Advanced techniques and terminology-Market Percentages
As explained above, a bookmaker will always set his markets to over 100%, allowing for a profit margin and to manage his risk as the prices change.
When a market stands at 100%, it means every penny going into the market is being paid back to punters - like in a coin toss situation.This is often described as an efficient market - all the money in equals all the money going out, and there is no leakage such as profit margin taken.
The closer the Back market gets to 100%, it means the prices are more and more competitive. When a market first opens, the first people to post offers can ask for whatever price they like. Think of it like having the only shop in a town - you can charge any price you can get away with (it doesn't mean people will buy from you though) until someone else comes along and undercuts your price. As the market becomes more competitive, margins (market percentages) are reduced and more customers are willing to get involved.
If the market % on the Back side goes below 100%, it means every selection in the market could be backed to guarantee a profit regardless of the result. You would need to adjust your stakes so that each bet results in the same payout otherwise you would be left with profit on some and not others. This type of market anomaly does happen daily but you'll need to be lightning quick to get in before everyone else.

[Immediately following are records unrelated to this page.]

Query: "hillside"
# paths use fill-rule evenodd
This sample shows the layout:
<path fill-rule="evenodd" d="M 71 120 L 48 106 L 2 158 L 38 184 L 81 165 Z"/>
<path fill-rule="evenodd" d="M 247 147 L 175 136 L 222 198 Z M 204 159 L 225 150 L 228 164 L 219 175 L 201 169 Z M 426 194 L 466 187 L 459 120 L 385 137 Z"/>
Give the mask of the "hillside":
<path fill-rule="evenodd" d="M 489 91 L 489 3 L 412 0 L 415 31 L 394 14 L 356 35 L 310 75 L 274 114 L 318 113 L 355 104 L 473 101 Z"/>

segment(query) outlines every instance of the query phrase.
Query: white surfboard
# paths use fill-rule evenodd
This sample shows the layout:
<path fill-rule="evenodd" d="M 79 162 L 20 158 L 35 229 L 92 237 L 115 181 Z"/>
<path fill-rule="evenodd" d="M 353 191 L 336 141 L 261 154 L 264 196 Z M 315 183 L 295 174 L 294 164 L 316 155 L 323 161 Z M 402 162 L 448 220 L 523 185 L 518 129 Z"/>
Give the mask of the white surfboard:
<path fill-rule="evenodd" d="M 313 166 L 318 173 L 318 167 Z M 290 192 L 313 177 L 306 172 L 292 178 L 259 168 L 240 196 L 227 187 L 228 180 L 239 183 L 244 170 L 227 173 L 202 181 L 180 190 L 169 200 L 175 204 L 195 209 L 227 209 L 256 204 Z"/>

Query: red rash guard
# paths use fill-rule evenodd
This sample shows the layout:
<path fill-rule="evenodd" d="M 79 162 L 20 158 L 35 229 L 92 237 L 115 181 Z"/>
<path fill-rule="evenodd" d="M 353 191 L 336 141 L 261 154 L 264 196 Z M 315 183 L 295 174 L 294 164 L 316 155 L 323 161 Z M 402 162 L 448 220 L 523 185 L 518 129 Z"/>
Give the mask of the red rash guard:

So if the bookies want a market above 100% to make a profit, it stands to reason that backers want a market under 100% for their profit. The lay side of the market is backers queuing up to bet - waiting for layers. This side of the market will remain below 100% except on rare occasions. When it does go above 100%, you could theoretically lay all runners to land a profit, but again, this type of market anomaly will be corrected by other customers so quick you probably won't have had a chance to pull out the calculator.